In a case of first impression, a federal district court in Massachusetts found that a person's ZIP code is “personal identification information” (PII) under a Massachusetts law (Mass. Gen. L. 93-105(a)) which prohibits retailers from collecting PII during a credit card transaction if the credit card issuer does not require such disclosure. Tyler v. Michaels Stores, Inc., 2012 WL 32208 (D. Mass.; Jan. 6, 2012).
The plaintiff in Tyler purchased arts and crafts supplies at national retailer Michaels. When asked to provide her zip code during check-out, she provided it because she incorrectly believed she had to provide it to complete the transaction. However, in the complaint Tyler alleged that Michaels collects zip codes for the sole purpose of locating a customer’s address and phone number from commercially available databases to send marketing materials.
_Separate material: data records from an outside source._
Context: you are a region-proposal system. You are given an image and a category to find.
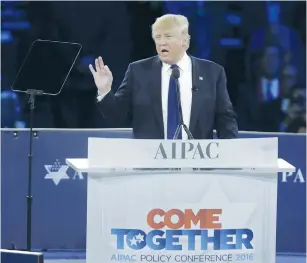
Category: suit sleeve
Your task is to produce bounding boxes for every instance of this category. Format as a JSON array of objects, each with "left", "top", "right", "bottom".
[
  {"left": 215, "top": 68, "right": 238, "bottom": 139},
  {"left": 97, "top": 65, "right": 132, "bottom": 127}
]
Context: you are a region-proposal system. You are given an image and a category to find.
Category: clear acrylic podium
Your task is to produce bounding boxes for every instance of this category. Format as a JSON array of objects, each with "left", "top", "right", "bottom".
[{"left": 66, "top": 138, "right": 295, "bottom": 263}]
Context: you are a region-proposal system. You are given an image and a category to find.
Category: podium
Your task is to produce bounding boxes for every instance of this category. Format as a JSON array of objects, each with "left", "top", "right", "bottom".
[{"left": 66, "top": 138, "right": 295, "bottom": 263}]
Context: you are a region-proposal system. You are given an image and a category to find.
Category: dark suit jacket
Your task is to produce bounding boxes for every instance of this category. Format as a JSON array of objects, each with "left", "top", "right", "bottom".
[{"left": 97, "top": 56, "right": 238, "bottom": 139}]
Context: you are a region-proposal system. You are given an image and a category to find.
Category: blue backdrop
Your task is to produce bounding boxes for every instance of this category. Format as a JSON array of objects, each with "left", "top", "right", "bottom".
[{"left": 1, "top": 130, "right": 306, "bottom": 253}]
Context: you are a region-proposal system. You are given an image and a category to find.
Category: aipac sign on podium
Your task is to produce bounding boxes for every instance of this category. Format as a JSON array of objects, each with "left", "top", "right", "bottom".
[
  {"left": 111, "top": 209, "right": 254, "bottom": 262},
  {"left": 67, "top": 138, "right": 295, "bottom": 263}
]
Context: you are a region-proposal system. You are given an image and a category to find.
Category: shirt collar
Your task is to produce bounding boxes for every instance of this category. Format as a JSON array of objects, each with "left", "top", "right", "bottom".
[{"left": 162, "top": 53, "right": 191, "bottom": 71}]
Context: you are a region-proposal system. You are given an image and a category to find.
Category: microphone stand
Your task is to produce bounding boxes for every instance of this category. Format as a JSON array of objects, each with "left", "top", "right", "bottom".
[
  {"left": 27, "top": 89, "right": 43, "bottom": 251},
  {"left": 173, "top": 78, "right": 194, "bottom": 140}
]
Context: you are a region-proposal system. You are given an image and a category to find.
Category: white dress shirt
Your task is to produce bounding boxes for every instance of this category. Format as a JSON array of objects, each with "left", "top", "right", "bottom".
[
  {"left": 97, "top": 53, "right": 192, "bottom": 140},
  {"left": 161, "top": 53, "right": 192, "bottom": 140}
]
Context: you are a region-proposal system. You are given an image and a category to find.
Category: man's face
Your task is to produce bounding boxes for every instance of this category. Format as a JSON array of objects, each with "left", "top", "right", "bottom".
[
  {"left": 153, "top": 28, "right": 186, "bottom": 65},
  {"left": 262, "top": 46, "right": 280, "bottom": 77}
]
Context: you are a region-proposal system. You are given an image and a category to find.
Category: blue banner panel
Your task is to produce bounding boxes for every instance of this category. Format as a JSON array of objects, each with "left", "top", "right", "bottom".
[
  {"left": 1, "top": 130, "right": 306, "bottom": 253},
  {"left": 1, "top": 249, "right": 44, "bottom": 263}
]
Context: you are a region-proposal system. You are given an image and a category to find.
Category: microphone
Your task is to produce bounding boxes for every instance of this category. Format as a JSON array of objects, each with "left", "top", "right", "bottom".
[
  {"left": 172, "top": 68, "right": 194, "bottom": 140},
  {"left": 172, "top": 68, "right": 180, "bottom": 80}
]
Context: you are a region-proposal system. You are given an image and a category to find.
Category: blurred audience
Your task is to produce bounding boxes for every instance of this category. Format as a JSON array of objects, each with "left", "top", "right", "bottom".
[
  {"left": 236, "top": 43, "right": 283, "bottom": 132},
  {"left": 1, "top": 1, "right": 306, "bottom": 133}
]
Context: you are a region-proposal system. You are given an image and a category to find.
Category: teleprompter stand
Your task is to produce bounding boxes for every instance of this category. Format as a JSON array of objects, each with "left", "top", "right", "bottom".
[{"left": 12, "top": 40, "right": 82, "bottom": 251}]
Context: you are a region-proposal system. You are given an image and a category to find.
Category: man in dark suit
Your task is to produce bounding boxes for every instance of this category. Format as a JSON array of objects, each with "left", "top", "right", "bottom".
[{"left": 89, "top": 15, "right": 238, "bottom": 139}]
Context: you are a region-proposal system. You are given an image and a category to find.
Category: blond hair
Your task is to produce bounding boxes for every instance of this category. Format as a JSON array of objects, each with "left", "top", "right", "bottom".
[{"left": 151, "top": 14, "right": 191, "bottom": 49}]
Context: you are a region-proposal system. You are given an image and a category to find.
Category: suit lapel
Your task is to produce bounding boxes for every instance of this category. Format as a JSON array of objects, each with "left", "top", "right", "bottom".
[
  {"left": 189, "top": 56, "right": 205, "bottom": 133},
  {"left": 148, "top": 56, "right": 164, "bottom": 137}
]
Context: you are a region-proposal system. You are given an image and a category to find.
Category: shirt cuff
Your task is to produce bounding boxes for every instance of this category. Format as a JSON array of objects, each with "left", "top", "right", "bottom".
[{"left": 97, "top": 91, "right": 110, "bottom": 102}]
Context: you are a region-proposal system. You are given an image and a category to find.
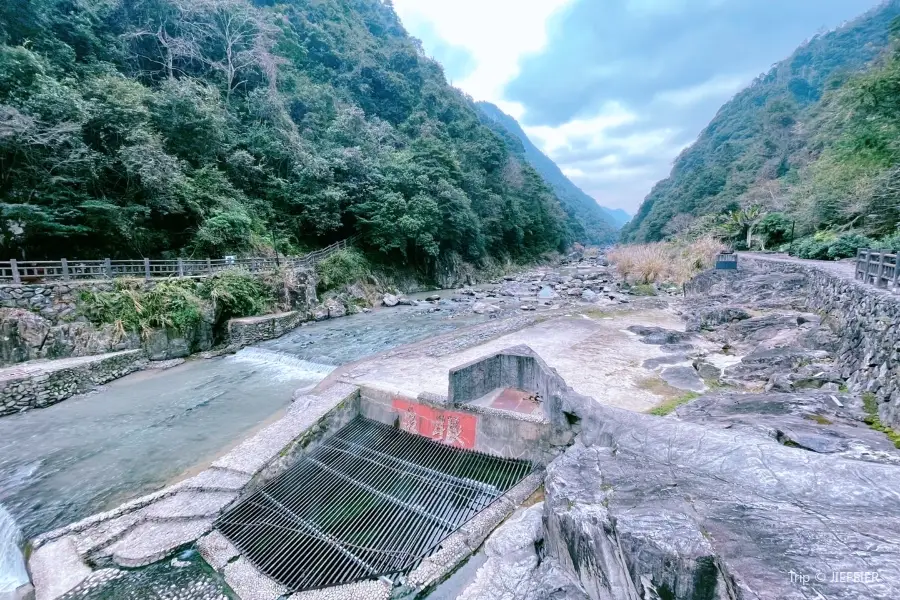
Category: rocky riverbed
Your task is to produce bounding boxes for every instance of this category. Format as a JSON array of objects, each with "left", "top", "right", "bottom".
[{"left": 460, "top": 256, "right": 900, "bottom": 600}]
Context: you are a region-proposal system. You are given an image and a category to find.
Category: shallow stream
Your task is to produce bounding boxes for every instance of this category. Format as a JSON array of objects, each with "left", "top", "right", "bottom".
[{"left": 0, "top": 303, "right": 486, "bottom": 592}]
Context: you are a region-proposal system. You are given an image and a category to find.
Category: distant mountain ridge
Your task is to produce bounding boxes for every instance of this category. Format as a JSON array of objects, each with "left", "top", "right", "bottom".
[
  {"left": 622, "top": 0, "right": 900, "bottom": 242},
  {"left": 476, "top": 102, "right": 631, "bottom": 244}
]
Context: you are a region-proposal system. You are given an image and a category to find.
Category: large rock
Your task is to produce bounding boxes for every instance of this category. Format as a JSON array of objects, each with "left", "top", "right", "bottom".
[
  {"left": 627, "top": 325, "right": 693, "bottom": 345},
  {"left": 675, "top": 390, "right": 900, "bottom": 465},
  {"left": 687, "top": 306, "right": 751, "bottom": 331},
  {"left": 324, "top": 298, "right": 347, "bottom": 319},
  {"left": 0, "top": 308, "right": 50, "bottom": 364},
  {"left": 544, "top": 395, "right": 900, "bottom": 600},
  {"left": 472, "top": 302, "right": 500, "bottom": 315},
  {"left": 381, "top": 294, "right": 400, "bottom": 306}
]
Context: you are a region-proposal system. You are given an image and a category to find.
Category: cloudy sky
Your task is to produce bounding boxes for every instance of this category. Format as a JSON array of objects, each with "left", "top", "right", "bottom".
[{"left": 394, "top": 0, "right": 879, "bottom": 213}]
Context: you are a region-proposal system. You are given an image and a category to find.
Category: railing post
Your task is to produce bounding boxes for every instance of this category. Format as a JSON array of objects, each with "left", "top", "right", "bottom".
[
  {"left": 9, "top": 258, "right": 22, "bottom": 283},
  {"left": 875, "top": 252, "right": 887, "bottom": 287},
  {"left": 893, "top": 252, "right": 900, "bottom": 293},
  {"left": 863, "top": 249, "right": 872, "bottom": 283}
]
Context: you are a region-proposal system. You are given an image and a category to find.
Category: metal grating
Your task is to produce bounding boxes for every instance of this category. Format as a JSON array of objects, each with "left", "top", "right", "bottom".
[{"left": 216, "top": 417, "right": 533, "bottom": 592}]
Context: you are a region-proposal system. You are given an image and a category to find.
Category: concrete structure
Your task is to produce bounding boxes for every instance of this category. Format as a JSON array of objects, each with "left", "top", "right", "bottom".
[
  {"left": 228, "top": 310, "right": 309, "bottom": 349},
  {"left": 29, "top": 347, "right": 574, "bottom": 600}
]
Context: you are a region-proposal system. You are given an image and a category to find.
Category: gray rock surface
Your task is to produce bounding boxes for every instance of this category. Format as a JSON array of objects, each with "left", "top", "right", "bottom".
[
  {"left": 381, "top": 294, "right": 400, "bottom": 306},
  {"left": 545, "top": 402, "right": 900, "bottom": 600},
  {"left": 659, "top": 367, "right": 706, "bottom": 392}
]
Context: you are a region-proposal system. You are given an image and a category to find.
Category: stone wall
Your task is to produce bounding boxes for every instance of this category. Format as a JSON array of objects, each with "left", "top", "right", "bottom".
[
  {"left": 0, "top": 350, "right": 146, "bottom": 416},
  {"left": 0, "top": 268, "right": 318, "bottom": 365},
  {"left": 228, "top": 311, "right": 308, "bottom": 349},
  {"left": 741, "top": 256, "right": 900, "bottom": 428}
]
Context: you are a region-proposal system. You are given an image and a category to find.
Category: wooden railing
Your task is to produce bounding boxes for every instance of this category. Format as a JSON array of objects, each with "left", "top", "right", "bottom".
[
  {"left": 856, "top": 248, "right": 900, "bottom": 293},
  {"left": 0, "top": 238, "right": 355, "bottom": 283}
]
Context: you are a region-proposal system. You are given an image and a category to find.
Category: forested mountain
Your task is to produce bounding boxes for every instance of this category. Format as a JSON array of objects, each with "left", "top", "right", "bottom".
[
  {"left": 478, "top": 102, "right": 631, "bottom": 244},
  {"left": 623, "top": 0, "right": 900, "bottom": 241},
  {"left": 0, "top": 0, "right": 574, "bottom": 271}
]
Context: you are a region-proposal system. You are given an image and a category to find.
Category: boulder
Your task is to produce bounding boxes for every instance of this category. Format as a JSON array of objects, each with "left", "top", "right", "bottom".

The court held that a zip code falls within the definition of "personal identification information." However, the court dismissed the complaint because the plaintiff did not suffer any cognizable injury as a result of the violation. According to the court, the failure to comply with the statutory standard, without more, did not constitute an injury. Further, the court refused to find that the Massachusetts consumer protection statute created a legally protected privacy interest in not having consumer's PII deceptively taken as part of a credit card transaction because the main goal of the statute was to prevent fraud, not protect privacy. For the same reason, the court refused to recognize that receiving unwanted commercial mail is an injury cognizable under the Massachusetts statute at issue.